The Chicago Police Board has voted to fire two officers involved in the 2016 shooting that killed Black teen Paul O’Neal, 18.
In a decision announced last Thursday, the board ruled that cops Michael Coughlin Jr. and his partner Jose Torres endangered the lives of civilians and fellow officers when they fired at a moving car carrying O’Neal and a juvenile passenger as it zoomed down a residential street, the Chicago Sun-Times reported.
Coughlin and Torres were found guilty of all the internal charges against them and dismissed after a unanimous 8-0 vote.
The shooting unfolded July 28, 2016, when police were attempting to stop a Jaguar convertible that had been reported stolen. Coughlin and his partner responded to the call, with Torres using their squad car to block a one-way street in order to keep the car from fleeing.
Torres got out and positioned himself in a grassy area near the sidewalk, a previously released video of the incident shows. As the vehicle, with O’Neal at the wheel, came speeding up the road, the officers opened fire.
The car veered toward Torres at one point, zooming past the parked cruiser before slamming into two police SUVs near 73rd Street and Merrill Avenue. The police board said Coughlin proceeded to shoot at the stolen vehicle from behind, with Torres taking a shot at the car as well.
Video of the incident showed that not only were Coughlin and Merrill firing in the direction of the Jaguar, but also toward a pair of other responding officers.

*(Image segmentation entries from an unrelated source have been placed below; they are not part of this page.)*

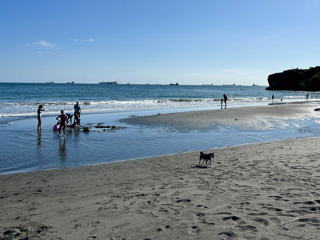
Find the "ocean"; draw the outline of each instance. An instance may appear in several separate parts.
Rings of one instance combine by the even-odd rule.
[[[272,102],[273,94],[273,102],[305,99],[306,92],[266,91],[266,87],[0,83],[0,148],[2,154],[0,174],[85,166],[270,140],[318,135],[317,125],[312,119],[299,123],[302,126],[300,128],[290,127],[285,130],[250,132],[225,128],[219,132],[201,133],[134,127],[120,121],[132,115],[218,109],[224,94],[228,96],[228,107],[269,104]],[[309,93],[310,100],[320,101],[320,92]],[[91,127],[102,122],[104,125],[127,128],[102,133],[95,129],[92,129],[96,132],[90,133],[69,132],[68,130],[66,139],[58,138],[52,130],[56,122],[55,117],[61,110],[73,113],[76,101],[81,108],[82,125]],[[40,104],[45,109],[43,114],[44,130],[37,132],[36,111]],[[206,137],[204,138],[204,134]],[[181,138],[183,141],[180,140]]]

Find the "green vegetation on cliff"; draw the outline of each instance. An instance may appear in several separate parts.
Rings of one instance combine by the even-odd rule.
[[[320,66],[309,69],[290,69],[268,77],[266,90],[320,91]]]

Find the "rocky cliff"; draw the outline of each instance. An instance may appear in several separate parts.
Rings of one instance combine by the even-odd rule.
[[[268,77],[266,90],[320,91],[320,66],[309,69],[290,69]]]

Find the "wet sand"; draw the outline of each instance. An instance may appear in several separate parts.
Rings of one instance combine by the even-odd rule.
[[[319,140],[0,176],[0,238],[316,238]]]
[[[304,117],[313,114],[311,105],[278,113],[277,106],[285,105],[271,105],[257,117],[257,110],[250,111],[261,119],[268,114],[280,119]],[[241,111],[220,112],[236,110]],[[196,126],[192,119],[210,113],[201,112],[191,112],[189,118],[178,115],[184,114],[189,126]],[[248,112],[230,117],[236,121]],[[166,115],[172,117],[145,118]],[[173,119],[184,122],[176,115]],[[199,153],[195,151],[0,176],[0,239],[319,238],[319,140],[204,150],[215,152],[209,166],[198,165]],[[115,151],[114,160],[121,154]]]
[[[286,127],[283,120],[290,118],[319,117],[314,109],[319,106],[315,103],[299,103],[241,108],[229,108],[227,106],[226,109],[132,117],[123,119],[123,122],[139,125],[174,126],[180,130],[208,130],[214,127],[215,124],[238,126],[241,131],[268,130],[275,123],[279,128]]]

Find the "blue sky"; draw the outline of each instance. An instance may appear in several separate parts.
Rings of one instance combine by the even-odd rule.
[[[320,65],[320,1],[3,1],[0,82],[268,85]]]

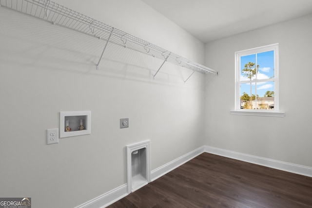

The board said all of this took place in a matter of seconds.
After the crash, authorities said, O’Neal fled the scene and ran into a backyard where a third officer, Jose Diaz, opened fire.
The 18-year-old was killed by a single shot to the back, according to a Cook County medical examiner’s report.
“During the foot pursuit shots were fired by other unidentified officers on the scene and [possibly] by O’Neal,” the report stated, although it was later determined the young man was unarmed.
Coughlin and Torres, who was also disciplined for driving the wrong way up a one-way street, have since turned in their badges.
Diaz remains on the force, however, after the now-defunct Independent Police Review Authority previously ruled the shooting justified, the Sun-Times reports. Still, the Police Board has recommended that he serve a six-month suspension after failing to activate his body camera and for allegedly kicking O’Neal after he was shot.